Como bien sabían Epicuro y Montaigne, para ser reconocibles hace falta ocultarse previamente en la trastienda de uno mismo a salvo del horrísono exterior. El ruido de la vida no solo se nos adentra a través de los tímpanos, existe un ruido mental de una sonoridad tan agresiva que ya nos conforma convirtiéndonos en vigilantes del silencio y delatores de la reflexión. Pensar requiere una temporalidad paciente de la que no disponemos y, además, se nos niega. Conservar exige, a su vez, una escucha despierta a la que no estamos dispuestos, un acontecimiento que para Canetti tiene lugar en el silencioso espacio de la lectura. Solo en él es posible entender el mundo y su devenir, ya que la vida cotidiana, la de la calle y de la rutina por vida no hay que tomarla porque la verdadera existencia se da en la literatura, que nos proporciona una interpretación del mundo. Pero sin lenguaje, creatividad o pensamiento propio no acontece el paso previo de la conversación y, por supuesto, la pasión por comprender. Precisamos tiempo de silencio. Según la mística pitagórica el universo se rige por armónicas proporciones numéricas que hacen que las distancias entre planetas correspondan a intervalos musicales. Es la conocida teoría de la armonía de las esferas que defiende que el movimiento de los planetas produce una musicalidad tan perfecta que el oído humano es incapaz de captar ya que nos acompaña desde que nacemos: a ese sonido prodigioso se le llama silencio. La metáfora es de una belleza tan silenciosa que nos colma de inteligibilidad sumergiéndonos en la magnitud del término música, mousikē, «el arte de las Musas», es decir, la mezcla equilibrada de sonidos y silencios utilizando los principios fundamentales de la armonía y el ritmo en el tiempo y en el espacio. Solo así son posibles la belleza y la inteligibilidad. Por eso el ruido de la vida conlleva su anulación desactivada en la redefinición de sus propias dimensiones: el espacio no se percibe, el tiempo es apremio y el silencio es un estigma asociado a la rareza, la insociabilidad o el pesimismo. 

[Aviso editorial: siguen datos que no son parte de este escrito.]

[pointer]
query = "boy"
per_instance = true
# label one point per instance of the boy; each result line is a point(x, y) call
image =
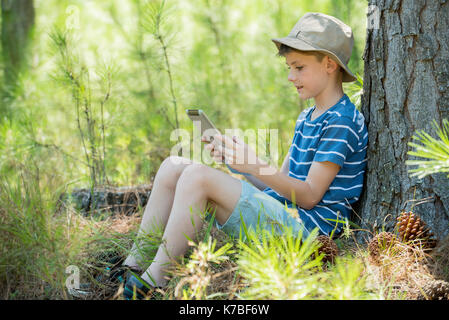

Nunca la soledad fue tan subsidiaria del ruido, el verdadero artífice del vértigo a pararnos, a vernos, a buscarnos, tres verbos reflexivos que, al fin y al cabo, constituyen una imprescindible redundancia. El contenido vacuo de la mayoría de los mensajes que enviamos a través de las redes sociales no tiene otro significado que la ausencia de un emisor con identidad consciente. La inercia ha vencido a la audacia y, alejados de quienes somos, nuestra soledad se acrecienta entre la estridencia. 

En 2018 el Gobierno del reino Unido anunció la creación del Ministerio de la Soledad para acabar con un problema que afecta a más de nueve millones de británicos, jóvenes y viejos y que ha sido calificado como «la epidemia de las sociedades modernas». Existen estudios que afirman que la soledad es tan dañina como fumar quince cigarrillos diarios. La soledad se asocia con la muerte prematura. No se trata solo de que no tengamos tiempo para cuidar de nuestros mayores, sino de que no lo hacemos porque no nos cuidamos a nosotros mismos. La palabra cuidar, poner atención a algo o alguien, viene del vocablo latino cogitare, que significa pensar, en su sentido absolutamente cartesiano, debido a que pensarnos es la garantía de existir. Vivir a la velocidad que marca el triunfo es vivir como si fuésemos inmortales, una actitud de inconsciente soberbia de la que se nutre el olvido y la soledad.